Cet ancien ministre de l'Agriculture s'est engagé mardi à diviser par deux le prix des engrais "d'ici la semaine prochaine" afin de redynamiser le secteur agricole, pilier de l'économie qui pèse 20% du PIB.
"Cette année, de nombreux agriculteurs n'ont pas planté de maïs, de manioc et de blé à cause des prix trop élevés des engrais", confiait la semaine dernière Florentina Kimoi, agricultrice de 81 ans originaire d'Eldoret, bastion pro-Ruto dans la vallée du Rift.
Le nouveau pouvoir est censé tenir ces promesses alors que la dette du pays a explosé. Multipliée par six depuis 2013, elle dépasse les 70 milliards d'euros, soit 67% du PIB.
- Comment s'attaquer à la corruption?
M. Ruto a promis de s'attaquer à la corruption, sujet aussi crucial qu'épineux dans un pays où des dizaines d'hommes politiques et de fonctionnaires sont inculpés pour détournements de fonds publics.
Cette promesse récurrente de tous les dirigeants kényans sonne creux pour de nombreux habitants.
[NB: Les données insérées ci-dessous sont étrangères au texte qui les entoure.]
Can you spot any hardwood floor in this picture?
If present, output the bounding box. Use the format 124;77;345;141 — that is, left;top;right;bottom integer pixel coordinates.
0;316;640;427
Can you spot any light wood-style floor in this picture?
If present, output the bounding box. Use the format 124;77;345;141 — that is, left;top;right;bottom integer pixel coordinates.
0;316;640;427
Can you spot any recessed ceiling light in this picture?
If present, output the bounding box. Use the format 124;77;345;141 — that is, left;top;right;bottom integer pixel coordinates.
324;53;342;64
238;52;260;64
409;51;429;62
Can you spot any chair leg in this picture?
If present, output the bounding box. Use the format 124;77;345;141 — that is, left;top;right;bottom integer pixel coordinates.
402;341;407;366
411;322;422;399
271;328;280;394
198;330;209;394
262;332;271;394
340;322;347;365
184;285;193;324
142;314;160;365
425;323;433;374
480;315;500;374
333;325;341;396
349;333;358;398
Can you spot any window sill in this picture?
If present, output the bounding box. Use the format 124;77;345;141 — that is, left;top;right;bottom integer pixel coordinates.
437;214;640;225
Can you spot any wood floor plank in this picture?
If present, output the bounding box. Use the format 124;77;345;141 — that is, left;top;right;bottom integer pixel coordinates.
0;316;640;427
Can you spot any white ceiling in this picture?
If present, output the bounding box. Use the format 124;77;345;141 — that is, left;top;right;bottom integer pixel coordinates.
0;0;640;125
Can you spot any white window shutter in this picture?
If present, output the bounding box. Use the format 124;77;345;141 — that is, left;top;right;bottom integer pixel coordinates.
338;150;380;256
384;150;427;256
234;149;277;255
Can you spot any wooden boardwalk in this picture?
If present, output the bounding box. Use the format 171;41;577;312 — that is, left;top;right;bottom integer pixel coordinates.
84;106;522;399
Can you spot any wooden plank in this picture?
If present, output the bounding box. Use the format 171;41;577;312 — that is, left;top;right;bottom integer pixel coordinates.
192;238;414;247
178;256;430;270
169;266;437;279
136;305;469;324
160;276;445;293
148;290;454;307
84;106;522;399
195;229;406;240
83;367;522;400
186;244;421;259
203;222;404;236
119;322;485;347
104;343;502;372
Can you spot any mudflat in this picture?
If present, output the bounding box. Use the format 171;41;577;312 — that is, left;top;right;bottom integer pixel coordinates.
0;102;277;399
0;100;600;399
Ruto a lui-même une réputation sulfureuse, marquée par des accusations passées de corruption, d'appropriation de terres et de détournement de fonds, tandis que son vice-président Rigathi Gachagua a été condamné à quelques jours de la présidentielle à rembourser environ 1,7 million de dollars dans une affaire de corruption.
Dans un éditorial le 7 septembre, le quotidien The Standard a exhorté le nouveau président à nommer "des hommes et femmes intègres" dans son gouvernement.
En 2021, l'ONG Transparency International plaçait le Kenya au 128e rang sur 180 dans son classement mondial sur la perception de la corruption, estimant que la lutte contre ce fléau avait "stagné" dans le pays.
- Quelle diplomatie dans la région?
Uhuru Kenyatta a consacré une partie de son second mandat à jouer les médiateurs en Afrique de l'Est, réchauffant les relations avec la Somalie voisine, s'impliquant dans la crise en République démocratique du Congo et accueillant des pourparlers entre le Soudan et l'Ethiopie.
Saluant le travail de son prédécesseur, William Ruto s'est engagé mardi à poursuivre "les initiatives de paix dans notre région, à la fois en Éthiopie et dans la région des Grands Lacs", soulignant que Kenyatta avait "accepté de continuer à présider ces discussions".
Parmi les sujets les plus brûlants figure, pour les experts de la région, la reprise des combats depuis fin août dans le nord de l'Ethiopie entre forces progouvernementales et rebelles tigréens, après une trêve de cinq mois.
Kenyatta avait proposé d'accueillir à Nairobi des négociations pour mettre fin à ce conflit qui dure depuis près de deux ans. Dimanche, les rebelles se sont dits d'accord pour une médiation de l'Union africaine, comme le demandait le gouvernement éthiopien.